Anonymous — December 6, 2011
It may seem like a somewhat odd point, but the font of the two signs differ as well. The Spanish sign seems like it was rushed without much care, all in capital letters and possibly in bold whereas the hostess sign has a mix of upper and lower case and varied letters. This seems to me to speak volumes too about the people they are hoping to attract to the jobs.
hopeless shade — December 6, 2011
The Spanish sign was definitely rushed, no doubt; they didn't bother to find someone who could spell more than every other word correctly, for one.
But they're both Times New Roman, and honestly, the Spanish one is definitely more put together--all caps, all centered, all bolded--than the English--the first sentence is half all caps, half capitalized, and 'part time' is right-aligned versus the left-aligned entire rest of the sign. That disjointed "Needed" that doesn't look like it's supposed to be part of "part time hostess" definitely threw me off as much as the "parsonas."
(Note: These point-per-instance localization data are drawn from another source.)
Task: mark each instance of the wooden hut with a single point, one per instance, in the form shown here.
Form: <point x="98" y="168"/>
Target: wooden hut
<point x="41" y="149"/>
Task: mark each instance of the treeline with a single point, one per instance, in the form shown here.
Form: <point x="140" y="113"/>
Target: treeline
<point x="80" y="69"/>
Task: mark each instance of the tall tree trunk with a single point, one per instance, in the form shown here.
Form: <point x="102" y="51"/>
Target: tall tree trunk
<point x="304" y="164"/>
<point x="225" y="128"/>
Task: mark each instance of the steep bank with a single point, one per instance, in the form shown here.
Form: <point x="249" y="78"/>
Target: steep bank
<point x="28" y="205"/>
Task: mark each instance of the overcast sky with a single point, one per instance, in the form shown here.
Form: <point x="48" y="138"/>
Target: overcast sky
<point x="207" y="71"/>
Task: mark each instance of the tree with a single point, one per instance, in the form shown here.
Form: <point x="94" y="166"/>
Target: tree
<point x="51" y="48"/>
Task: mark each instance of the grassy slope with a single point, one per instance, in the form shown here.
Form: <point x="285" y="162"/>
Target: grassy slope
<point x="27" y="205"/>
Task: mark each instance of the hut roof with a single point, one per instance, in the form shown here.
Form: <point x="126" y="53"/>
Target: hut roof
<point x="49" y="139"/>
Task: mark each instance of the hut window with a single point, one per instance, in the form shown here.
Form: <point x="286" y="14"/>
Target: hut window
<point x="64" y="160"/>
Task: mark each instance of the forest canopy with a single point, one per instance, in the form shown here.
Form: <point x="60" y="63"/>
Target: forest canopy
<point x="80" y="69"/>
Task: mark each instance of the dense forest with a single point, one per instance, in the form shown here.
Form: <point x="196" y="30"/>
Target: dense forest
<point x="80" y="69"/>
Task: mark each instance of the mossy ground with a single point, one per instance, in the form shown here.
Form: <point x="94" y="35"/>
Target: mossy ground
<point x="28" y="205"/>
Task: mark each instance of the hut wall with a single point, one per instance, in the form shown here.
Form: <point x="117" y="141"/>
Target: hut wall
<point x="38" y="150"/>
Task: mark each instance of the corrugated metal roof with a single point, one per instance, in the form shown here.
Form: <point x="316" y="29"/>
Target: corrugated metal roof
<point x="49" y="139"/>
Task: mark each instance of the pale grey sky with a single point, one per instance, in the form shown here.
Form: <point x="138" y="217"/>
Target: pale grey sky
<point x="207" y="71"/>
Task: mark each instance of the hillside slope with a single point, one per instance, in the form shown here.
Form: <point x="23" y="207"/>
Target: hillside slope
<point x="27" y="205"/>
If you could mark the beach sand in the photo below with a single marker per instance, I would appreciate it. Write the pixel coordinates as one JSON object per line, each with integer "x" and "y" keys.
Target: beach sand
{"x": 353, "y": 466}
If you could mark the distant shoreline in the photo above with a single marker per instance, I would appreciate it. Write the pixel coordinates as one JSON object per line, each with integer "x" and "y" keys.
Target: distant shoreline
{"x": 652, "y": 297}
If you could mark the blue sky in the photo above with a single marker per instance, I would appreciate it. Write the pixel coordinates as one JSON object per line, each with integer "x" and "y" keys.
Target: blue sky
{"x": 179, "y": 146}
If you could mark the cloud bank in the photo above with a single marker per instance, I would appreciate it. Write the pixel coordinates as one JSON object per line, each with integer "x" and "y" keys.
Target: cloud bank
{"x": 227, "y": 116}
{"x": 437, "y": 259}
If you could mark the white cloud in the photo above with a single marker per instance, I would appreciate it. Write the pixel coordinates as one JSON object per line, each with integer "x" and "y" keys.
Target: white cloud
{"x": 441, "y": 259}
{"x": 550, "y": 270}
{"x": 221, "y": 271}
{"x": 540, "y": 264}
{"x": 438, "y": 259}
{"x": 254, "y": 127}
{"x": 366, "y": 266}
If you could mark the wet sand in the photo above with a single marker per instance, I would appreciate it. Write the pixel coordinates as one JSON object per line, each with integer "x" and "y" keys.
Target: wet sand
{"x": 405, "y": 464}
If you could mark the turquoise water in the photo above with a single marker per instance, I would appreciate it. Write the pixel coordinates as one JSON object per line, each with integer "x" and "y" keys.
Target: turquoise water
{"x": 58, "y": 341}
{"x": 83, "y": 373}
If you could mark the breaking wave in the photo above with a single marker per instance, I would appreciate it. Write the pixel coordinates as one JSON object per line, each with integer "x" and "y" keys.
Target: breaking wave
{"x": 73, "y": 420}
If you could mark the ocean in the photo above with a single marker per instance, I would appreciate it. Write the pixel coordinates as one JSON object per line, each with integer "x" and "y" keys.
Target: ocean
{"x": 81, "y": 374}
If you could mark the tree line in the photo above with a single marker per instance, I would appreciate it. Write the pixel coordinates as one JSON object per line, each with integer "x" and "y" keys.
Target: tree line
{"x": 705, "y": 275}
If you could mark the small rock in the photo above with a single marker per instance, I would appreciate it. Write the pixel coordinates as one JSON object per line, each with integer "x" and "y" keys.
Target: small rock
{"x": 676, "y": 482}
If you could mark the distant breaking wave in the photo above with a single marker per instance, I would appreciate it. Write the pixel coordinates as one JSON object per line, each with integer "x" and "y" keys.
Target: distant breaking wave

betsy santos — December 6, 2011
That "Spanish". Geez.
Estella — December 6, 2011
Wait, "subtle" messages? I think this is pretty blatant.
synco — December 7, 2011
That sign isn't even the worst atrocity committed by this restaurant. The owner is notorious for underpaying his workers at all of his restaurants to the point where they have held several strikes. If you are in NYC, please do not eat here or at Saigon Grill or any other associated restaurants: http://boycottsaigongrill.blogspot.com/2011/03/victories-throughout-upper-west-side.html
Sushux — December 8, 2011
I like that the sign is from a Sushi restaurant. A lot of Asian restaurants here have the whole "Asian in the front, Hispanic in the back" situation -- maybe because the Asian hostess conveys a sense of "authenticity" through self-orientalism ... I find it particularly amusing because one of my favorite Japanese restaurants is run by Koreans, staffed by Chinese, and the kitchen is staffed by Latinos. One of my favorite Pearl Milk Tea places has froofy c-pop blasting in the front, and Mexican accordion music blasting in the back. I'd prefer to think it's willful collusion to sell middle-class Americans the idea of Asian cuisine.
(Just like how calling ikazaya food "Japanese Tapas" allows you to charge 3x the price than if you called it "Japanese Dim Sum")
laddiebuck — December 8, 2011
As others have pointed out, if you can't read the sign in English, you've no business greeting customers, so it makes no sense for that to have to be translated.
The flip side is equally easy to explain. The kitchen staff is probably mostly Spanish-speaking and they'd rather hire more staff who speak Spanish than folks who don't.
Please don't trivialise your cause by tilting at windmills, thanks.
apple — December 14, 2011
where's the one in Japanese for a sushi chef?